Hanuman langurs living in urban landscapes have adopted seven distinct “begging” gestures to seek food from humans, scientists in Calcutta have documented after observing the primates around the Dakshineswar temple area and tourist hub.
Their research has shown that these traditional forest-dwelling monkeys assume human-like pleading behavioural gestures while foraging around people, with gestures that involve embracing people’s legs and tugging at clothes most likely to yield success.
Tourists and other visitors to Dakshineswar and other sites across India often encounter monkeys begging for food and many reward them with bananas, peanuts and bread.

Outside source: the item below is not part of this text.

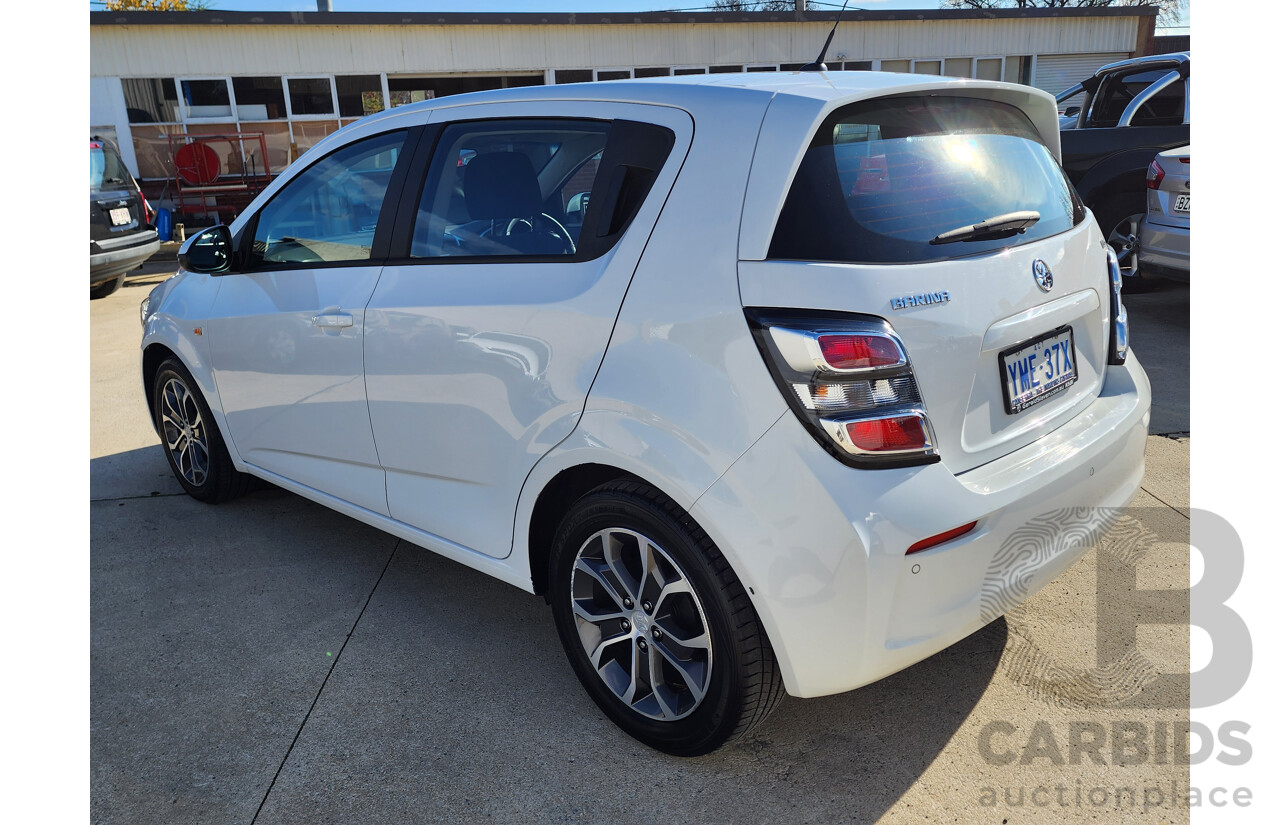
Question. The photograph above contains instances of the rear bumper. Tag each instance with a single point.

The researchers at the Indian Institute of Science Education and Research (IISER), Calcutta, and Calcutta University, who set out to explore how Hanuman langurs have adapted to urban landscapes spotted repeated displays of distinct begging gestures in Dakshineswar.
“These free-ranging langurs have learnt to coexist with people and found ways to maximise their chances of getting food from humans,” said Dishari Dasgupta, a research scholar at the IISER and first author of the study just published in the scientific journal Animal Cognition.
Over two years of observations, Dishari and her colleagues analysed 1,293 begging incidents by the langurs around Dakshineswar and found that in 1,047 (81 per cent) of these incidents, the monkeys received some food from people.
They also noted that the monkeys appeared to favour certain gestures over others while begging. They tugged on people’s legs in 34 per cent of the begging incidents, embraced people’s legs in 29 per cent and engaged in bipedal begging in 17 per cent.
The other gestures involved quadrupedal begging, grabbing the hands of people and passive begging in which the monkey stands next to an actively begging monkey.
Aggressive begging through exposing teeth or voicing harsh barks while trying to touch people were rare and made up only about 1 per cent of the total incidents, the researchers said.
The most effective begging method, however, was what the researchers have called “provocation-initiated begging” in which vendors around the temple urge devotees to feed the langurs while displaying food items on their carts.
The researchers observed that the langurs, upon hearing the shouts by vendors, would hurry towards people standing near the carts and display the gestures. None of the langurs snatched or stole food directly from the cart but insisted on begging. Monkeys which embraced people’s legs or pulled on clothes also had high success rates.
The researchers, supervised by Manabi Paul, a faculty member at the University of Calcutta’s environmental science department, have also found that alongside the begging gestures, the langurs also displayed a preference for processed food.
They found some langurs even rejecting certain food items and persistently continued to beg until they received their preferred food item. “We were surprised to see langurs liked buns, sometimes even over bananas or other fruits,” said Dasgupta.
The researchers say it is unclear how exactly the langurs have learnt the begging gestures. One possible explanation is that young langurs in the troop observe and learn from adults. But that does not explain how or when the adults learned them.
“This is a subject for future work,” Dasgupta said.